31
Aug

Edward Polhill (1622-1694) on 1 Timothy 2:4 (with Ezekiel 33:11)

   Posted by: CalvinandCalvinism   in 1 Timothy 2:4-6

Polhill:

Having thus debated the manner of conversion, I proceed to the last thing proposed, viz.;

Query 3. Whether the will of God touching conversion be always accomplished therein? For answer whereunto, I must first lay down a distinction as a foundation. God may be said to will the conversion of men two ways; either by such a will as is effective, and determinative of the event, or by such a d as is only virtual, and ordinative of the means tending thereunto: both parts of this distinction are bottomed upon scripture.

1. God wills the conversion of some by a will as is effective and determinative of the event. There are some chosen to holiness, (Eph. i. 4), called kata prothesin according to purpose, (Rom. vii. 28); predestinated to be conformed to Christ’s Image, (ver. 29); begotten of God’s own will to be first-fruits to him, (Jam. i. 18); and within that election of grace which doth ever obtain, (Rom. xi. 5, 1). Touching these, the will of God is effective and determinative of the event, in these, conversion is wrought after an irresistible and insuperable manner.

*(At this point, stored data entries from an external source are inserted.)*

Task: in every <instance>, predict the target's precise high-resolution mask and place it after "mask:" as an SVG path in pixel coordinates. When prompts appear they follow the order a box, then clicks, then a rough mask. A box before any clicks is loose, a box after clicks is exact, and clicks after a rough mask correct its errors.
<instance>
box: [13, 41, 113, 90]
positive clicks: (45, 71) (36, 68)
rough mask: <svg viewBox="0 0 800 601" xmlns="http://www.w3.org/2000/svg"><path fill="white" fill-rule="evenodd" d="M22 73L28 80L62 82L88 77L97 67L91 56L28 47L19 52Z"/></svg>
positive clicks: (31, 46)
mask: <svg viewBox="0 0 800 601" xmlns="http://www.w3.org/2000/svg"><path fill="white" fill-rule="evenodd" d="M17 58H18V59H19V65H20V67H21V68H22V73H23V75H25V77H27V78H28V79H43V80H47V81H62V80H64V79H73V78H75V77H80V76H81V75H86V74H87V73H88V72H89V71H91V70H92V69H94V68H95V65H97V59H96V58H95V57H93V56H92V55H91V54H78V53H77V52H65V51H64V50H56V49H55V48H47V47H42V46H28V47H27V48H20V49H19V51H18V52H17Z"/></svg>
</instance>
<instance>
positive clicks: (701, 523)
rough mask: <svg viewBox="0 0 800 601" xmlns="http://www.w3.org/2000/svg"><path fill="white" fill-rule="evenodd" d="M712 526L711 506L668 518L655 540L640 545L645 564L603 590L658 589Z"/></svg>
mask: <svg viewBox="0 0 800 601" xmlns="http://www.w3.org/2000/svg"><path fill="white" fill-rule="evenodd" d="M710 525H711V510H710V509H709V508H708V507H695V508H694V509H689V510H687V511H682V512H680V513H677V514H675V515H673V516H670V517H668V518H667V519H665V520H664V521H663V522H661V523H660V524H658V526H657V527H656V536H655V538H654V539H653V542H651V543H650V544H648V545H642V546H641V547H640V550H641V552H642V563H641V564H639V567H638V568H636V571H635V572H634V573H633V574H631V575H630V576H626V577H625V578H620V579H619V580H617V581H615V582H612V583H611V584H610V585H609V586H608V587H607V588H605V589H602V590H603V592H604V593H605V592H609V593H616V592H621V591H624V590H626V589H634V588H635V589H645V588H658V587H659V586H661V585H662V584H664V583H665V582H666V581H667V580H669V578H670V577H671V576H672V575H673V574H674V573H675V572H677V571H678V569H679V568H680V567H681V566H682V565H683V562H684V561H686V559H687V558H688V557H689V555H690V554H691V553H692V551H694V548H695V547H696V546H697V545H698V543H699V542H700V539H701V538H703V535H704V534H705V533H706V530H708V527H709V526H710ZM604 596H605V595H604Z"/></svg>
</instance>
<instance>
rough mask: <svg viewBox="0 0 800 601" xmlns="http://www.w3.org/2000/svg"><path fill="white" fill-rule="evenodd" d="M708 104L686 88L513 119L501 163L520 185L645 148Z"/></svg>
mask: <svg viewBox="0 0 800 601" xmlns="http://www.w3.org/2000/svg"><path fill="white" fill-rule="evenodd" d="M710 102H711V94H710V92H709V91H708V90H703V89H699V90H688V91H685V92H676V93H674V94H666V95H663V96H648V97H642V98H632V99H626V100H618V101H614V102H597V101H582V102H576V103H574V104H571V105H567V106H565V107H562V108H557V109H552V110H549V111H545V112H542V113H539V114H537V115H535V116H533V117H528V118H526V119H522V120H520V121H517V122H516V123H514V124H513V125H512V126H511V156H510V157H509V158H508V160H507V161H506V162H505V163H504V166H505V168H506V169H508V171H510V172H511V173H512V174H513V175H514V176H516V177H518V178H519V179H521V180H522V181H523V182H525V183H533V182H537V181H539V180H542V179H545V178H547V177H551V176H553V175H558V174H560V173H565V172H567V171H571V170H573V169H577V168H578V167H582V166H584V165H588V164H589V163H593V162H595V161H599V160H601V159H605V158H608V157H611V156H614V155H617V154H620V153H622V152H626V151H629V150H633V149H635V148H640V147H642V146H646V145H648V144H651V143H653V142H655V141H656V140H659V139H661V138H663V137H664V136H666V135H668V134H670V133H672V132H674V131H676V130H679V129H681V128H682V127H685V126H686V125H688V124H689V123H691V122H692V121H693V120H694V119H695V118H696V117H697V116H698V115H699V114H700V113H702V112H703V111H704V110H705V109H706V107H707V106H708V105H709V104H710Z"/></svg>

2. God wills the conversion of others by such a will as is only virtual and ordinative of the means tending thereunto. Thus God would have healed Israel, (Hos. vii. 1). Thus God wills “the turning of the wicked, who yet dies in his sin,” (Ezek. xxxiii. 11), because the true tendency of the means is to heal and turn them. Thus the apostle asserts, that God ” will have all men to be saved, and to come to the knowledge of the truth,” (1 Tim. ii. 4). In which place, as I take it, the word “all” extends further than to the elect; for those words of the apostle are laid down as a ground of that exhortation to “pray for all men,” (ver. 1); and that exhortation to prayer extends further than to the elect: wherefore, the ”all” whom God would have to be saved, being parallel and co-extensive to the “all” whom we are to pray for, must also extend beyond the elect. Wherefore, I conceive that the latter part of the words, viz., “and to come to the knowledge of the truth,” is a key to the former, viz, “that God would have all to be saved.” God would have all to be saved, so far, as he would have all to come to the knowledge of the truth, and he would have all to come to the knowledge of the truth, so far, as he wills means of knowledge unto them; for the true end and tendency of the means (and that from the will of God ordaining the same thereunto) is that men might be turned and saved: wherefore, in respect of that ordination, God may be truly said, by a kind of virtual and ordinative will, to will the turning and salvation of all men.

Edward Polhill, “The Divine Will Considered in its Eternal Decrees,” in The Works of Edward Polhill (Morgan, PA.: Soli Deo Gloria Publications, 1998), 208. [Some spelling modernized, and underlining mine.]